트랜잭션에 따라 변경할 청크 데이터들에 대한 변경 로그를 로그 DB에 저장한다(S240). 데이터 노드는 트랜잭션에 관한 정보를 수신한 경우, 트랜잭션에 관한 정보에 따라 변경할 청크 데이터들에 대하여 변경 로그를 생성하고, 이를 로그 DB에 저장한다. 트랜잭션에 관한 정보를 수신할 때마다 데이터 노드에 저장된 데이터를 수정하는 것은 곤란하기 때문에, 이들에 관한 변경 로그를 생성하고 이를 저장한다.The change log for the chunk data to be changed according to the transaction is stored in the log DB (S240). When the data node receives the information about the transaction, it generates a change log for the chunk data to be changed according to the information about the transaction, and stores the change log in the log DB. Since it is difficult to modify the data stored in the data nodes every time information about the transaction is received, a change log is generated for them and stored.

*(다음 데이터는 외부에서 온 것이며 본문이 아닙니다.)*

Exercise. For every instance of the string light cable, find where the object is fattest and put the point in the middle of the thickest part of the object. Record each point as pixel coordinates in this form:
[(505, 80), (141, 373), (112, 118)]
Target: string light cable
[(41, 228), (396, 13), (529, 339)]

커밋 여부를 네임 노드(마스터)에 통지한다(S250). 트랜잭션에 따라 변경할 청크 데이터들에 대하여 변경 로그를 생성하고 이를 로그 DB에 저장한 경우, 로그 DB는 커밋 정보(로그 DB로 변경 로그를 저장을 완료하였음을 나타내는 정보)를 데이터 노드로 통지를 하고 데이터 노드는 이를 네임 노드(마스터)로 통지를 한다.And informs the name node (master) whether or not to commit (S250). When a change log is created for chunk data to be changed according to a transaction and the change log is stored in the log DB, the log DB notifies the data node of the commit information (information indicating that the change log has been stored in the log DB) The node notifies it to the name node (master).

트랜잭션과 관련된 데이터 노드로부터 커밋 정보를 통지받은 경우, 커밋을 승인하고 락을 해제한다(S260). 네임 노드(마스터)가 데이터 노드로부터 커밋 정보를 통지받은 경우, 이미 로그 DB에 청크 데이터들에 대한 변경 로그가 저장된 상태이기 때문에, 데이터 노드가 통시한 커밋 여부에 대하 커밋을 승인하고, 메타 데이터 DB는 락을 해제한다. If the commit information is notified from the data node associated with the transaction, the commit is accepted and the lock is released (S260). Since the change log for the chunk data is already stored in the log DB when the name node (master) is notified of the commit information from the data node, the commit is approved for whether or not the data node has committed the commit, Releases the lock.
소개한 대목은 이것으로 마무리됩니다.